The Financial Conduct Authority (FCA) will investigate benchmarks, credit ratings and trading data, following concerns raised about the lack of competition in wholesale market data.
The first study will take place in the summer and focus on complex contracts for benchmarks and indices that prevent switching to cheaper, better quality and more innovative alternative providers.
By the end of the year, the UK regulator said it “will launch a second market study to assess whether high charges for access to credit ratings data is adding costs to investors and limiting new market entrants.”
The sector is dominated by Moody’s, Fitch and S&P, whose ratings are used by investors to assess the riskiness of a company they are thinking of investing in.
This data, which is used by asset managers and banks to find the best price and liquidity in a stock or bond, is critical in ensuring that end investors are getting the best deals across a range of stock exchanges and other trading platforms.
The move comes following a call for input issued by the regulator last year, in which respondents highlighted the low number of viable providers in the space.
The FCA move is one of many seen over the past year as the UK examines its regulation to bolster the financial service industry in the wake of Brexit.
Complaints over the cost of market data is not new but has been in the spotlight recently as fund managers and high-frequency traders, have complained over the continued increase in prices.
“Access to wholesale data is really important for those who want to make investment decisions. Without it, they lack the information they need to make properly informed choices,” said Sheldon Mills, executive director, consumers and competition, FCA.
He added, “Our call for input and planned market studies are intended to ensure that competition is working well, that information is available to market participants that want it, and that innovation is keeping up with market developments.”

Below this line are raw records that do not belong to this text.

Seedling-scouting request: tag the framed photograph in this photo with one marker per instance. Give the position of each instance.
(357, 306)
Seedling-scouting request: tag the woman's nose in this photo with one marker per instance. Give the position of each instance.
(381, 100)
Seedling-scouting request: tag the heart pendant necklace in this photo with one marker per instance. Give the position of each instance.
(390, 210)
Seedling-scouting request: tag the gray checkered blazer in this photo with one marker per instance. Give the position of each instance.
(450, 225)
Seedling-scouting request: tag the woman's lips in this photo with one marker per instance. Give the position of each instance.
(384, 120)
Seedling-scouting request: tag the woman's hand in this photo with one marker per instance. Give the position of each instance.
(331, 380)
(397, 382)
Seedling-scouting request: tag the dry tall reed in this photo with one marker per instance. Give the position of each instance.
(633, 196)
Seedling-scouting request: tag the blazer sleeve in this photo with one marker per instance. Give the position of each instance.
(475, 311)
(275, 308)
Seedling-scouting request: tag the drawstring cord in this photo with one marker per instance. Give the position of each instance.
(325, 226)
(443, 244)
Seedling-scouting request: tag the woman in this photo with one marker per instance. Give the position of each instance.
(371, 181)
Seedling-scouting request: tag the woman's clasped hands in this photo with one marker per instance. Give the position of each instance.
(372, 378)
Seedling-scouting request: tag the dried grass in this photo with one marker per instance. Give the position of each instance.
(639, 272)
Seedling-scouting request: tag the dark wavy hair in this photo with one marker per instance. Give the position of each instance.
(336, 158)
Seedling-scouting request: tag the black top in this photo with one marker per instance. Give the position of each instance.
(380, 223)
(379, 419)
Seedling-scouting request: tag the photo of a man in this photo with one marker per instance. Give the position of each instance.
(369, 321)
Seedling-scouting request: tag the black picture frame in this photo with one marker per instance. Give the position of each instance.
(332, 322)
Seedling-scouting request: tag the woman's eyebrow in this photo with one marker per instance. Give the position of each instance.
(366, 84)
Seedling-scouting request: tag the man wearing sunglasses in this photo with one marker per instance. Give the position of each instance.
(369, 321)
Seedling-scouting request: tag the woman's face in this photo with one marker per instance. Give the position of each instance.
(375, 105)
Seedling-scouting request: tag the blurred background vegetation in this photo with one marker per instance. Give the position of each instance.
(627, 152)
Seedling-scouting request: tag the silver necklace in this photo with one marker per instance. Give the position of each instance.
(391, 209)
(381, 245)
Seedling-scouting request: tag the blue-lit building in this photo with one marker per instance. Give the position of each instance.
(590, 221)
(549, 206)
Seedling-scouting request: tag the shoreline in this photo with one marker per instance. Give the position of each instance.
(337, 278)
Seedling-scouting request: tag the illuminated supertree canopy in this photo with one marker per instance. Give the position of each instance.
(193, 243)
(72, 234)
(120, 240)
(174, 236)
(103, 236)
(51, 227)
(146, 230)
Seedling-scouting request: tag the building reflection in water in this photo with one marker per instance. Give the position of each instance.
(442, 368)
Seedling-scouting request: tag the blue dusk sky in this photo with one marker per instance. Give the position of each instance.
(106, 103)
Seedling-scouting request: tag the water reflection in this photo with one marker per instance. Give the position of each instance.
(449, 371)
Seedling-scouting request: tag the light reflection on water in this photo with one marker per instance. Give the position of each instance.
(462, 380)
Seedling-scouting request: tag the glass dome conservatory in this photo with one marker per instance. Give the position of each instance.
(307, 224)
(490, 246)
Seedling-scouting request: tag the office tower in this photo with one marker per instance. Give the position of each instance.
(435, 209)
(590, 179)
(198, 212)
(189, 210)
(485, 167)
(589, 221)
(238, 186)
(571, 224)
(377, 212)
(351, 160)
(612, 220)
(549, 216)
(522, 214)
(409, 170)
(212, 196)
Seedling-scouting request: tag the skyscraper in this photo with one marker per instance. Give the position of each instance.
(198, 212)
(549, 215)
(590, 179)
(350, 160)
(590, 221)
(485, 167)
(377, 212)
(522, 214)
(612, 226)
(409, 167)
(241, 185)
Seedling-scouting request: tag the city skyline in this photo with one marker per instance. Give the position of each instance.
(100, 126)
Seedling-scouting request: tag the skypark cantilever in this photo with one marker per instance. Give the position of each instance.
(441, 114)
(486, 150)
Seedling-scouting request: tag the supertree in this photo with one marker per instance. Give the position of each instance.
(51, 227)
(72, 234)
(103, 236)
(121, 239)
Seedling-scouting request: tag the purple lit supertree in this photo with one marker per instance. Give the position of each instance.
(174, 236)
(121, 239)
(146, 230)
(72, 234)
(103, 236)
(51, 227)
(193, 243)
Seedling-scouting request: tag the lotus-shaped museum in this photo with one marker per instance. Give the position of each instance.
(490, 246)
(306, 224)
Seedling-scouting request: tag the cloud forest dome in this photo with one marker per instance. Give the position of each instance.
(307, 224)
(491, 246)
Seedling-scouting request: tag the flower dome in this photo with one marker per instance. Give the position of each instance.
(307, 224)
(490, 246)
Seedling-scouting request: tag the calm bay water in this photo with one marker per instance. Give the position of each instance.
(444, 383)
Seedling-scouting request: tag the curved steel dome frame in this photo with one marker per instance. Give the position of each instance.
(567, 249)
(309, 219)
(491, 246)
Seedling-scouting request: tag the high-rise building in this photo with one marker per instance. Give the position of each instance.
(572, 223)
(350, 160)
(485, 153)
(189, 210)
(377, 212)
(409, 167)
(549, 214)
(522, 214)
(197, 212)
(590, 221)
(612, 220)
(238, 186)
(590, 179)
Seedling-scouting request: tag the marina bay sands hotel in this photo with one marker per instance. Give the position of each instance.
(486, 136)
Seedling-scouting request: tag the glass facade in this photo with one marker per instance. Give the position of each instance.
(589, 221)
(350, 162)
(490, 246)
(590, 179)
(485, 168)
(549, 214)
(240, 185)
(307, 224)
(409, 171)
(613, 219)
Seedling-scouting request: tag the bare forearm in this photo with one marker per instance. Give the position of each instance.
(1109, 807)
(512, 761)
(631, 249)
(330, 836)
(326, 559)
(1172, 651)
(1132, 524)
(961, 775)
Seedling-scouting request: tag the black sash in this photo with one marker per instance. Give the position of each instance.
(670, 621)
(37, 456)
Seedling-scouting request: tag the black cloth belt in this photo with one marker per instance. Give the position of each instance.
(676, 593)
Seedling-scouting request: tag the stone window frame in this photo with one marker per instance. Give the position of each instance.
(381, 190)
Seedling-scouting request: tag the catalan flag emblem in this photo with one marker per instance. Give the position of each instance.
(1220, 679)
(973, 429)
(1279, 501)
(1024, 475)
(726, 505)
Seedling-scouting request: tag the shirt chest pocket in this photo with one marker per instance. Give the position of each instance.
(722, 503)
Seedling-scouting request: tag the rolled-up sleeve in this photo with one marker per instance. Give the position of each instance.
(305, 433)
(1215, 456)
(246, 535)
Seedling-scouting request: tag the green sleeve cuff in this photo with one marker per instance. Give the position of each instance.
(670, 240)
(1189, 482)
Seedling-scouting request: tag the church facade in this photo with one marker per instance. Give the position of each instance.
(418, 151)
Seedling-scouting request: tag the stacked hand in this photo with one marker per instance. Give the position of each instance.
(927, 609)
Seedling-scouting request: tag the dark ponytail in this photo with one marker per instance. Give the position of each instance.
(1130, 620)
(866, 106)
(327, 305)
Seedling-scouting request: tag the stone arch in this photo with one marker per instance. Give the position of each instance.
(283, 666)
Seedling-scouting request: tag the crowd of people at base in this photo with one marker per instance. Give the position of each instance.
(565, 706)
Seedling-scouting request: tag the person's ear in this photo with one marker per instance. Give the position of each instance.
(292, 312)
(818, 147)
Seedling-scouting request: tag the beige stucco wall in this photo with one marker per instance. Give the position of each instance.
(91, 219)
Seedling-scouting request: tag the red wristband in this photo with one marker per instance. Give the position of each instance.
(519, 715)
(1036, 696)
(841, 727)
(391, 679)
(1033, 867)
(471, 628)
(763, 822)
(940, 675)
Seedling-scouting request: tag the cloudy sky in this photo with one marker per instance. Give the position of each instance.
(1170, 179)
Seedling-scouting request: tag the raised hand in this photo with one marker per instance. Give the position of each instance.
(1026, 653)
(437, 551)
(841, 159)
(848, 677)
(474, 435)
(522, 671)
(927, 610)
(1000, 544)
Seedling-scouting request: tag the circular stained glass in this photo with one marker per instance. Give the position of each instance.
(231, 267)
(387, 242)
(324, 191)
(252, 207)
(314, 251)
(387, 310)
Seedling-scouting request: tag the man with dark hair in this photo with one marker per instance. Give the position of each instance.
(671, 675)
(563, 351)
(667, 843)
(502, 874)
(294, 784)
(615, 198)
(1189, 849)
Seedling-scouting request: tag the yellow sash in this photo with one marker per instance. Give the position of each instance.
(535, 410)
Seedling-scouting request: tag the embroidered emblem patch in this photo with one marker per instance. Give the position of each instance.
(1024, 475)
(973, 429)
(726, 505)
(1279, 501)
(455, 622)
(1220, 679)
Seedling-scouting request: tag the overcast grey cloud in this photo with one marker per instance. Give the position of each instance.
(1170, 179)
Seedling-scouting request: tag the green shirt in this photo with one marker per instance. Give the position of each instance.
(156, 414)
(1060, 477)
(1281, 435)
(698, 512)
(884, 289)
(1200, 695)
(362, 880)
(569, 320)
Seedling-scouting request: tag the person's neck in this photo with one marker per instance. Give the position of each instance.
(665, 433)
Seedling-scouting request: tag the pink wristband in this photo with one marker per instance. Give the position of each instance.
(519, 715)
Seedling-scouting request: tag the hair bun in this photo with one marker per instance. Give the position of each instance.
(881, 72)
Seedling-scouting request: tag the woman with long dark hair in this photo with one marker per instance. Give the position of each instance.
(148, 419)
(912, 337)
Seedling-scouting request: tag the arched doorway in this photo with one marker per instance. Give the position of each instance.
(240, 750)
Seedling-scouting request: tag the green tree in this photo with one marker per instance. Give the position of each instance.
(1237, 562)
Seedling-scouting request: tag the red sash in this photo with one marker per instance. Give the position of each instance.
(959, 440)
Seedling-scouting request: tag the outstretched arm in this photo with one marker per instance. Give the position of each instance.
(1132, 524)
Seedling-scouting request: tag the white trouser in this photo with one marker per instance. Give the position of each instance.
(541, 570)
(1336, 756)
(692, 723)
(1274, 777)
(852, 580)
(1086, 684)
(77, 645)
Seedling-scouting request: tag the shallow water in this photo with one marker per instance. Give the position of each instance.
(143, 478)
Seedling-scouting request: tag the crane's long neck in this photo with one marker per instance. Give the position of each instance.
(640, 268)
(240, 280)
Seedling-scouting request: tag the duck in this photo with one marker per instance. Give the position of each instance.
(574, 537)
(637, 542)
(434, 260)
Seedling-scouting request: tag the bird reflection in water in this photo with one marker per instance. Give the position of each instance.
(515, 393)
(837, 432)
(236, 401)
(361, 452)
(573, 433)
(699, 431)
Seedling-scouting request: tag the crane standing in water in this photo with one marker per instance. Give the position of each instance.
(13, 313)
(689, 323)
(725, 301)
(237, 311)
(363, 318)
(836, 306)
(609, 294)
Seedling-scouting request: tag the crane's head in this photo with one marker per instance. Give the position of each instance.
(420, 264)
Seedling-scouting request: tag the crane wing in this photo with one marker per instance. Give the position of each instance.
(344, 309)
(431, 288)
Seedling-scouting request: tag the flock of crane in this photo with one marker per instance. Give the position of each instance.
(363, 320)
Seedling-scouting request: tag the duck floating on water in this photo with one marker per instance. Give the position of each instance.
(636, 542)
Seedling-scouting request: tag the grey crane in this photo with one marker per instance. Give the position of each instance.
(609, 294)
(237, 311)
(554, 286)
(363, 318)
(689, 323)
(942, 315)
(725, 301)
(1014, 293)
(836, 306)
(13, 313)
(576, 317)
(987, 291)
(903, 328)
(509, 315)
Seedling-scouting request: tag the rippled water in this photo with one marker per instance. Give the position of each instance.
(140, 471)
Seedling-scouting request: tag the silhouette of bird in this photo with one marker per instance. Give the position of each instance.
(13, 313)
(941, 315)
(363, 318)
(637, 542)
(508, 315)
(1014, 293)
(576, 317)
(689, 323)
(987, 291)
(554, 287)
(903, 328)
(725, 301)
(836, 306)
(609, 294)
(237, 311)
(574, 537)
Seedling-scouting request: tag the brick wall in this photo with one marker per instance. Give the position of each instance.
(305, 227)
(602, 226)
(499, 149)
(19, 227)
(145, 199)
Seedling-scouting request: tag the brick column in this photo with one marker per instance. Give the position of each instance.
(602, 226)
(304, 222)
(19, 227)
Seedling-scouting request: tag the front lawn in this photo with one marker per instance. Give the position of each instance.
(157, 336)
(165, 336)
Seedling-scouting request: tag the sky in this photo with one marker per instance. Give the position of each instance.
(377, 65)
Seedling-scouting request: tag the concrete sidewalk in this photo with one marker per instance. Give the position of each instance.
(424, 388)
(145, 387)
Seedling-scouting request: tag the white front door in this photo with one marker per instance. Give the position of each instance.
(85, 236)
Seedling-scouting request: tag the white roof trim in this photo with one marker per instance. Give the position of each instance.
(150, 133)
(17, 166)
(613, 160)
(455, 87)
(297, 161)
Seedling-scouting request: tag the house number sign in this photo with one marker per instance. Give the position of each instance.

The Association for Financial Markets in Europe (AFME) said it welcomed the FCA’s plans to address the rising cost of market data “which acts as a barrier to entry to financial markets and increases costs for end investors. It is vital that exchanges and data vendors selling market data do so on a reasonable commercial basis.”
The trade group added, “Unfortunately, AFME members have observed the opposite, with pricing for market data having significantly increased over recent years. This has been exacerbated by the application of complex licensing terms and conditions which unreasonably inhibit and create uncertainty around market participants’ practical uses of market data. “We look forward to working with the FCA to address this problem with a view to developing open and competitive markets which serve end investors and issuers.”
Yann Bloch, Vice President of Product Management at NeoXam, said. “This imminent review reinforces the fact that as long as market data vendors continue to charge for every single piece of information requested, then financial institutions need to be 100% confident they are not requesting data that they fail to act on.
Financial institutions have no choice but to explore how they can derive more insights to ensure they a squeezing every last drop of value from their market data. This is key not just to keeping on top of not just data direct costs, like complex billing, but also the indirect costs around data governance.”